We would implement a func NewCmdCreate(f factory.Factory) *cobra.Command function which set up the command structure, parameters, flags, etc, and link it in with the parent code in account.go


func NewCmdCreate(f factory.Factory) *cobra.Command {
	cmd := &cobra.Command{
		Use:   "create",
		Short: "Creates an account in an instance of Octopus Deploy",
		Long:  "Creates an account in an instance of Octopus Deploy.",
		Example: fmt.Sprintf(heredoc.Doc(`
			$ %s account create"
		`), constants.ExecutableName),
		RunE: func(cmd *cobra.Command, args []string) error {
			return nil // TODO
	cmd.Flags().StringP("name", "n", "", "name for the item")
	cmd.Flags().StringP("description", "d", "", "description for the item")
	return cmd

2. Create a Task which encapsulates the command arguments

in the executor package, create a new string constant, and struct to carry the options for your command

const TaskTypeCreateAccount = "createAccount"

type TaskOptionsCreateAccount struct {
    Name           string   // REQUIRED.
    Description    string   // optional

Back in your cmd file, write some code which maps values from the command flags, and puts them into the Task structure, then submit it to the excutor which will do the work when you call ProcessTasks

RunE: func(cmd *cobra.Command, args []string) error {
    name := cmd.Flags().GetString("name")
    description := cmd.Flags().GetString("description")

    task := executor.NewTask(executor.TaskTypeCreateAccount, executor.TaskOptionsCreateAccount{
        Name:        name,
        Description: description,
        // etc

    executor.ProcessTasks(f, []executor.Task{ task })

3. Extend the executor to handle your new task

Update the code in ProcessTasks to match your new task identifier string, and write a new helper function to do the work (sending data to the octopus server, etc.)

At this point you should have a functioning command which works in automation mode.

4. Write some integration tests to ensure your command works as expected when run against a real server

Add a new file under the integrationtest directory, and write tests as appropriate

5. Implement interactive mode

Return back to your new command’s go file (account/create.go in this example)

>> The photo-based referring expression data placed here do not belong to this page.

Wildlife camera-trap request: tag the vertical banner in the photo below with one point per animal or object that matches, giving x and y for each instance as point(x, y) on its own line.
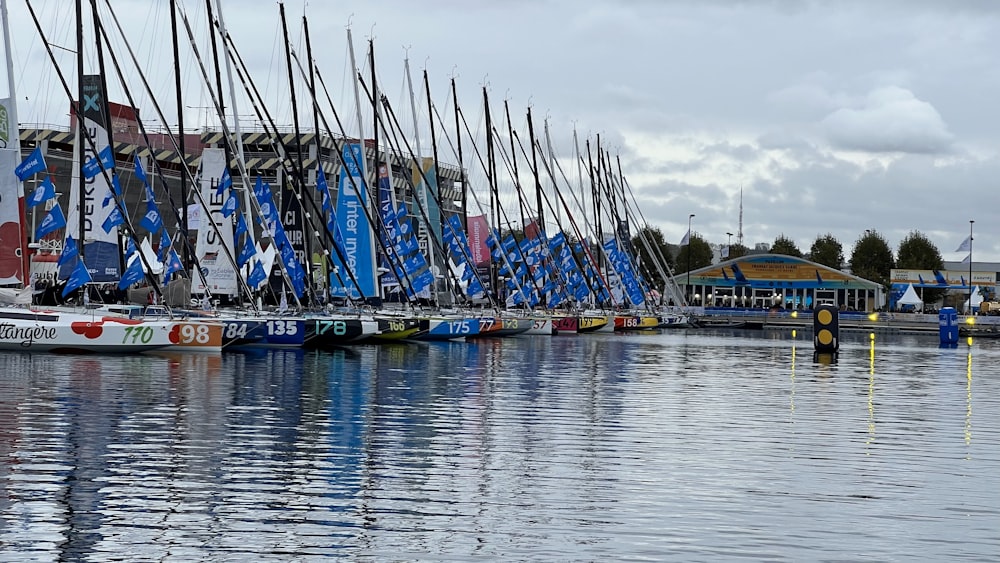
point(213, 242)
point(352, 200)
point(479, 231)
point(12, 233)
point(427, 192)
point(100, 249)
point(387, 214)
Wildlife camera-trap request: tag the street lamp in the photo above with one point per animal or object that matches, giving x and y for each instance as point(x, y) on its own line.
point(691, 216)
point(970, 265)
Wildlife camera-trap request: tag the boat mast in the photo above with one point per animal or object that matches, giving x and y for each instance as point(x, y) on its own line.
point(297, 206)
point(175, 40)
point(13, 125)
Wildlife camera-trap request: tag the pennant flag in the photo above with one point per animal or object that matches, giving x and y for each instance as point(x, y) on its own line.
point(32, 164)
point(241, 226)
point(115, 191)
point(247, 252)
point(139, 172)
point(225, 182)
point(130, 248)
point(231, 205)
point(92, 167)
point(113, 220)
point(54, 220)
point(133, 274)
point(77, 278)
point(151, 221)
point(44, 192)
point(257, 275)
point(173, 265)
point(687, 239)
point(70, 251)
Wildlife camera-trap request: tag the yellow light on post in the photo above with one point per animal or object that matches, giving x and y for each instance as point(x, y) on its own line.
point(826, 329)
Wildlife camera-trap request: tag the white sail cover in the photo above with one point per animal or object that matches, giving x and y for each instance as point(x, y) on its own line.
point(11, 201)
point(213, 243)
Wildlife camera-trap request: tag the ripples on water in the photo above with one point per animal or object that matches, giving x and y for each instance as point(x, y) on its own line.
point(684, 446)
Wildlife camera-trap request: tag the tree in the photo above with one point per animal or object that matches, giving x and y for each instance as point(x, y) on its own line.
point(785, 245)
point(917, 252)
point(696, 254)
point(826, 250)
point(872, 258)
point(661, 252)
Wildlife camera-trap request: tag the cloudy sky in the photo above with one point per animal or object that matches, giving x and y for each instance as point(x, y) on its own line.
point(831, 117)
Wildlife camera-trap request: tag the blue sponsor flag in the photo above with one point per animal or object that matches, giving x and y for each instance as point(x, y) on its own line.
point(32, 164)
point(116, 191)
point(164, 245)
point(257, 275)
point(173, 265)
point(53, 221)
point(70, 251)
point(321, 184)
point(241, 226)
point(231, 205)
point(133, 274)
point(139, 172)
point(113, 220)
point(44, 192)
point(151, 221)
point(92, 167)
point(225, 182)
point(247, 252)
point(77, 278)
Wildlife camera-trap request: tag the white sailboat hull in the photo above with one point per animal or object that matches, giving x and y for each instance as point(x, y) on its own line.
point(59, 331)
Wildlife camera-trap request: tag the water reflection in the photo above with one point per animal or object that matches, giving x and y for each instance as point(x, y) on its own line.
point(677, 445)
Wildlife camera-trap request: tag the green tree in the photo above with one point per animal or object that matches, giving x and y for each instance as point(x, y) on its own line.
point(917, 252)
point(696, 254)
point(785, 245)
point(872, 258)
point(827, 250)
point(661, 253)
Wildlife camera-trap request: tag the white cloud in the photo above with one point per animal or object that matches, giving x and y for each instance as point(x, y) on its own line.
point(890, 119)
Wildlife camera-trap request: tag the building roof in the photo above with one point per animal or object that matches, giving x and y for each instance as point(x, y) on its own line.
point(777, 271)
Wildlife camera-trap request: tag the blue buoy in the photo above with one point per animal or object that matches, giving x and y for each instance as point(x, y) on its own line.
point(948, 325)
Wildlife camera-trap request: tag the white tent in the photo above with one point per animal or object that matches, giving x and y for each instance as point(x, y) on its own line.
point(977, 299)
point(910, 298)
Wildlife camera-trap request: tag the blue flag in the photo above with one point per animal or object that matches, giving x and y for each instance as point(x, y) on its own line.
point(77, 278)
point(44, 192)
point(133, 274)
point(247, 252)
point(115, 191)
point(70, 251)
point(53, 221)
point(225, 182)
point(92, 167)
point(151, 221)
point(173, 265)
point(231, 205)
point(241, 226)
point(114, 219)
point(32, 164)
point(257, 275)
point(139, 172)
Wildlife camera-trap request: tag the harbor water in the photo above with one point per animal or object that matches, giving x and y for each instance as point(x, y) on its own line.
point(678, 446)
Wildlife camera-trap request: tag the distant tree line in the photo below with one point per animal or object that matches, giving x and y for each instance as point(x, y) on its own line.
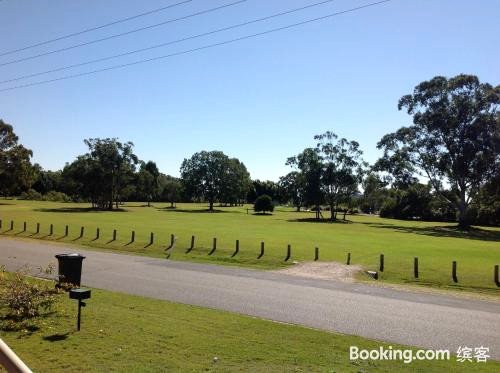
point(444, 166)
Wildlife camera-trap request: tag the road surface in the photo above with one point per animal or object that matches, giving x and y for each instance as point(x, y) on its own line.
point(412, 318)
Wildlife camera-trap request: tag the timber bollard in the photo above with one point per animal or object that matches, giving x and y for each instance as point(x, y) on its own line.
point(192, 245)
point(214, 246)
point(454, 271)
point(261, 250)
point(288, 253)
point(237, 249)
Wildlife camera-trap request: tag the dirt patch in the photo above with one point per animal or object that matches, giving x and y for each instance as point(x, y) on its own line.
point(323, 270)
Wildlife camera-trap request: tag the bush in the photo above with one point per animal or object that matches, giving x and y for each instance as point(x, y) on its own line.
point(25, 298)
point(263, 203)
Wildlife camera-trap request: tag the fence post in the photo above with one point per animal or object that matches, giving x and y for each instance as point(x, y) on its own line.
point(214, 246)
point(237, 249)
point(288, 253)
point(261, 250)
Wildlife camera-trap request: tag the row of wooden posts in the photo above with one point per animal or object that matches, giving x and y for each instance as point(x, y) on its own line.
point(237, 249)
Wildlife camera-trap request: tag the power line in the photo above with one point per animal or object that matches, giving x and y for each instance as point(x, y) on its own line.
point(95, 28)
point(168, 43)
point(198, 48)
point(123, 33)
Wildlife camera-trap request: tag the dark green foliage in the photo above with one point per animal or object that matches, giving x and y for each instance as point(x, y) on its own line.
point(263, 203)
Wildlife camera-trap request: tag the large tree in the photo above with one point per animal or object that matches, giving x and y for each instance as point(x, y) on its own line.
point(342, 169)
point(204, 174)
point(454, 141)
point(16, 172)
point(104, 173)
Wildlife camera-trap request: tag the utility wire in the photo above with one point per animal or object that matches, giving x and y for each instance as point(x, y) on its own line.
point(168, 43)
point(94, 28)
point(123, 33)
point(199, 48)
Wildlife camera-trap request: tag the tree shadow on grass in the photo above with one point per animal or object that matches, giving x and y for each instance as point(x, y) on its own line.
point(442, 231)
point(56, 337)
point(203, 211)
point(319, 221)
point(78, 209)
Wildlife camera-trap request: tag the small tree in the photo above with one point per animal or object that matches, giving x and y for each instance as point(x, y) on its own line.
point(263, 203)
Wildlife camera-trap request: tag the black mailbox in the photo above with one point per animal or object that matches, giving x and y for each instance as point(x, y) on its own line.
point(70, 268)
point(79, 293)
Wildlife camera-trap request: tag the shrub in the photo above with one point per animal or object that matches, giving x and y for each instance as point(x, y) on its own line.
point(263, 203)
point(25, 298)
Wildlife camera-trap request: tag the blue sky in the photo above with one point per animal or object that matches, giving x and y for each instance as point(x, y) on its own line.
point(260, 100)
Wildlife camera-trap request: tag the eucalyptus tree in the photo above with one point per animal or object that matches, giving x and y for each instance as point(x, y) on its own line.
point(454, 140)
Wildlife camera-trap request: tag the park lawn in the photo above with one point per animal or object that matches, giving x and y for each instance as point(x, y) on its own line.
point(365, 237)
point(130, 333)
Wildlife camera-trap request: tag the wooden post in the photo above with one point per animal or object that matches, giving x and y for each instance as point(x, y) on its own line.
point(454, 271)
point(288, 253)
point(214, 246)
point(261, 250)
point(237, 248)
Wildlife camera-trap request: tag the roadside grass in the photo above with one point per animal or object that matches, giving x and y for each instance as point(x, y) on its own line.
point(130, 333)
point(365, 237)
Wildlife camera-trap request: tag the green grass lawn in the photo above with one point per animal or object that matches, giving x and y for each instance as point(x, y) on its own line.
point(365, 237)
point(129, 333)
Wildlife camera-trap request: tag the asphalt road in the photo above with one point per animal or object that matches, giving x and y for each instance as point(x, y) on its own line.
point(412, 318)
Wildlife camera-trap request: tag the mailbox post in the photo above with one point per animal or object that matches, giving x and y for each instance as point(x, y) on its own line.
point(80, 295)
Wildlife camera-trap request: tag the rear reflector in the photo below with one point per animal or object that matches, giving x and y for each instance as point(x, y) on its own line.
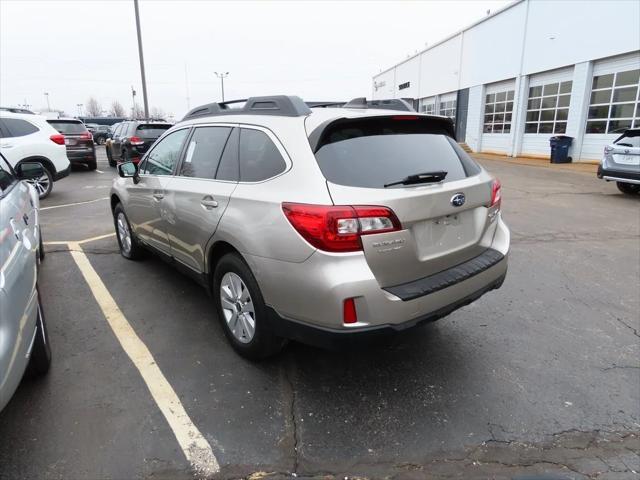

TODO! At this point in the development cycle, the exact patterns and conventions around interactive mode questioning are not yet well defined. We will update the README to be more prescriptive as the situation changes.

At a high level, you should create a function which encapsulates the interactive question/answer session, and returns your TaskOptions structure, which you then pass to ProcessTasks

You should pass a reference to the Ask func, which allows you to mock out the Survey library, and then you should write a series of unit tests which ensure that the question/answer session works correctly.